Find parameters from the Vasicek model

I am given the following bond: and need to fit the Vasicek model to this data.

My attempt is the following:

# ...  imports
years = np.array([1, 2, 3, 4, 7, 10])
pric = np.array([0, .93, .85, .78, .65, .55, .42])


X = sympy.symbols("a b sigma")
a, b, s = X
rt1_rt = np.diff(pric)
ab_rt = np.array([a*(b-r) for r in pric[1:] ])
term = rt1_rt - ab_rt

def normpdf(x, mean, sd):
    var = sd**2
    denom = (2*sym.pi*var)**.5
    num = sym.E**(-(x-mean)**2/(2*var))
    return num/denom

pdfs = np.array([sym.log(normpdf(x, 0, s)) for x in term])
func = 0
for el in pdfs:
    func += el
func = func.factor()
lmd = sym.lambdify(X, func)
def target_fun(params):
    return lmd(*params)
result = scipy.optimize.least_squares(target_fun, [10, 10, 10])

I don't think that it outputs correct solution.

Solution

Your code is almost correct.
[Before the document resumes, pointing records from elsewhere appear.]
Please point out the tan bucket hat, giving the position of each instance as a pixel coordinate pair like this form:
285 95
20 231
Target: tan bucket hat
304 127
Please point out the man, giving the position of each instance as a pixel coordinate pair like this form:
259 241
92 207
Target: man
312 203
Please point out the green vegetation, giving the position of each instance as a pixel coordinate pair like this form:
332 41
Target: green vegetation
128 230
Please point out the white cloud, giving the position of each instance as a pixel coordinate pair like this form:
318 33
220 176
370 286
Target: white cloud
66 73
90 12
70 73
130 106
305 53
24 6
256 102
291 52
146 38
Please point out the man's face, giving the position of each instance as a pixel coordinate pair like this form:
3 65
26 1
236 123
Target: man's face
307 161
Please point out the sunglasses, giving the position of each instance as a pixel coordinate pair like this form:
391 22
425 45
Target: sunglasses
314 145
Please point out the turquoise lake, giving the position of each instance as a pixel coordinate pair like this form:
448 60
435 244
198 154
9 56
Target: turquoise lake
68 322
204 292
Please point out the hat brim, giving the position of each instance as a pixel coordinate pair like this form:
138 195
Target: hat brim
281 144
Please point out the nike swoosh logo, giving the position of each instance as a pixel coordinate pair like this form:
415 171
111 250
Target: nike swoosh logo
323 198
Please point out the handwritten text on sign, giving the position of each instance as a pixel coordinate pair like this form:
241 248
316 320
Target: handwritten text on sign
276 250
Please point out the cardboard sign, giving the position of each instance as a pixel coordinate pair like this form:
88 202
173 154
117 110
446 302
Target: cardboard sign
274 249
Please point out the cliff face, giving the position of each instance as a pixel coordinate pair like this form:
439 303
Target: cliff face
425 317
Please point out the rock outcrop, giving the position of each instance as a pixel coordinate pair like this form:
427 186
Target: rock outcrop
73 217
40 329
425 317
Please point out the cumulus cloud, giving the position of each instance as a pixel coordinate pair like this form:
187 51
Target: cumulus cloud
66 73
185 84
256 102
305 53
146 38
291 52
You want to maximize your function, therefore you need to place minus sign in front of lmd in your function.

def target_fun(params):
        return -lmd(*params)

Additionally, the initial values are usually set to less than 1. Picking 10 is not the best choice as the algorithm might converge to a saddle point. Consider [0.01, 0.01, 0.01].